さいたま市教委は「第3回さいたま子ども短歌賞」の入選作品などを収めた作品集の音読と点字による図書資料を制作。同市内と埼玉県の特別支援学校8校に配布した。障害で文字を読むのが困難な子どもたちに、同世代の子どもの短歌に触れてもらいながら、読む喜びや創作のきっかけを持ってもらうのを願っている。全国の希望校に、無料で提供するという。

作品集には、全国の小・中学生から応募があった3万1500首ほどの作品から選ばれた同賞の優秀賞20首と入選作80首が収録されている。優秀賞では、心弾む気持ちの中で、朝の畑で採れた野菜について歌った「とれたてのやさいはぴかぴかひかってるあのたいようのこどもみたいだ」などの作品が、講評とともに収録されている。

この中に、歌人の沖ななもさんによる「短歌を作るヒント」も収められている。
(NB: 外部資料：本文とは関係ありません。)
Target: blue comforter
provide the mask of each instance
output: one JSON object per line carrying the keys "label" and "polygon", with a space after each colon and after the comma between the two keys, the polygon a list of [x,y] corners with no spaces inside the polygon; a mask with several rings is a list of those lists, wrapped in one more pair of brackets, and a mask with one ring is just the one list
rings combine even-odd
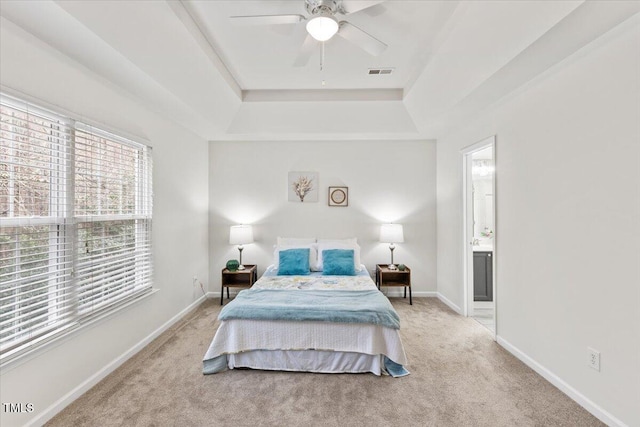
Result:
{"label": "blue comforter", "polygon": [[400,329],[398,313],[378,290],[247,289],[218,318],[370,323]]}

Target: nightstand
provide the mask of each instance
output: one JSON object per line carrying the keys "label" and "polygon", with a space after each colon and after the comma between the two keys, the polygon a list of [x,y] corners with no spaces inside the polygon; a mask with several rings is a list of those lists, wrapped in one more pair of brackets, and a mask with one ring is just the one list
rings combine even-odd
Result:
{"label": "nightstand", "polygon": [[227,288],[227,299],[229,299],[229,288],[250,288],[258,280],[258,266],[244,265],[244,270],[230,271],[222,269],[222,285],[220,286],[220,305],[224,297],[224,288]]}
{"label": "nightstand", "polygon": [[404,297],[407,297],[409,288],[409,304],[413,305],[411,298],[411,269],[405,267],[403,271],[389,270],[389,264],[376,264],[376,286],[403,286]]}

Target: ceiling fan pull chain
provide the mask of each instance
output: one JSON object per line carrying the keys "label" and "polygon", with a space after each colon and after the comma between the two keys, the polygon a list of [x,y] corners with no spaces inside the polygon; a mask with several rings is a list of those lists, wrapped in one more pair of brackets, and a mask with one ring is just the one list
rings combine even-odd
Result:
{"label": "ceiling fan pull chain", "polygon": [[320,71],[322,71],[324,67],[324,42],[320,42],[320,44],[322,45],[320,47]]}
「あまり緊張し過ぎないよう、思いを『五七五七七』のリズムに乗せて作りましょう」「他人のいいところや自分の好きなところを発見し、自然の豊かさ、宇宙の面白いところを感じ学んで、どきどきする」「そんな中から、きっと素晴らしい短歌が生まれます」と応援し、日常生活の中での創作ヒントと短歌の魅力を話している。
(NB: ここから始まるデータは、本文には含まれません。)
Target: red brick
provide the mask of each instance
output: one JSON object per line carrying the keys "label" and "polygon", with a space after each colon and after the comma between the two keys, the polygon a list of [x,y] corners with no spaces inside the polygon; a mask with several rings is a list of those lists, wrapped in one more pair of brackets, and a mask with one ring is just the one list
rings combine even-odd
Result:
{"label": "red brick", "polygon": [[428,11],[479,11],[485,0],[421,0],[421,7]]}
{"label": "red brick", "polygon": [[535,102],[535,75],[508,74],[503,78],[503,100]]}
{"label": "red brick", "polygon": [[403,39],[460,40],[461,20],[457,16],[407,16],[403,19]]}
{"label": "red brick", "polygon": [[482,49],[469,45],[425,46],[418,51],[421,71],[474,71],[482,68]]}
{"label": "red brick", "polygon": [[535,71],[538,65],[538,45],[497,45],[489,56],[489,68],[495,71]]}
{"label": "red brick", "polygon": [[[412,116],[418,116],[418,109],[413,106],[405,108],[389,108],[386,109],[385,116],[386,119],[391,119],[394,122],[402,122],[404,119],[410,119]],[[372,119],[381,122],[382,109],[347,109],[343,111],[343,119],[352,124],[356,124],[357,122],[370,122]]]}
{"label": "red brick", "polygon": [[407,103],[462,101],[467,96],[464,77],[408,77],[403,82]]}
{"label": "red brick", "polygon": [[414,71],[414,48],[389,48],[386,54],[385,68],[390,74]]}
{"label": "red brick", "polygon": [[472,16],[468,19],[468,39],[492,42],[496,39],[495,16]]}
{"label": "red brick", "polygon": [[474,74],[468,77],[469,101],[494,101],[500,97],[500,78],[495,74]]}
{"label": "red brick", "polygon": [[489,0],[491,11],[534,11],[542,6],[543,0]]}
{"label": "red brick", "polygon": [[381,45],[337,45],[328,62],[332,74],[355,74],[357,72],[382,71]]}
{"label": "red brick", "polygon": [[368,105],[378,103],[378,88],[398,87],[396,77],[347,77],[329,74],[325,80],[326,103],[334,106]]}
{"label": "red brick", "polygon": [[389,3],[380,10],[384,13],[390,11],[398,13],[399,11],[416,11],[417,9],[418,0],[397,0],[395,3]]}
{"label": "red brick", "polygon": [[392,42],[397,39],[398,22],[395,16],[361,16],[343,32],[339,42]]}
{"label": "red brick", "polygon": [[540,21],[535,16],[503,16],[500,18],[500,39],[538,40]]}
このような内容の作品集を音声と点字の図書資料にした。制作に当たっては、視覚障害者のための音訳を行う「音訳グループ木曜会」と、点字資料作りに携わる「点訳グループこでまり」のボランティア2団体が担っている。

これまでに、同市内のひまわり、さくら草の各特別支援学校と、同県内の浦和、大宮北、和光、上尾かしの木、川島ひばりが丘、塙保己一学園の各特別支援学校に配り、活用されている。

同資料を希望する学校は、同市教委生涯学習進行課(℡048-829-1705)に連絡する。個人の希望者は、国立国会図書館、サピエ図書館で閲覧できる。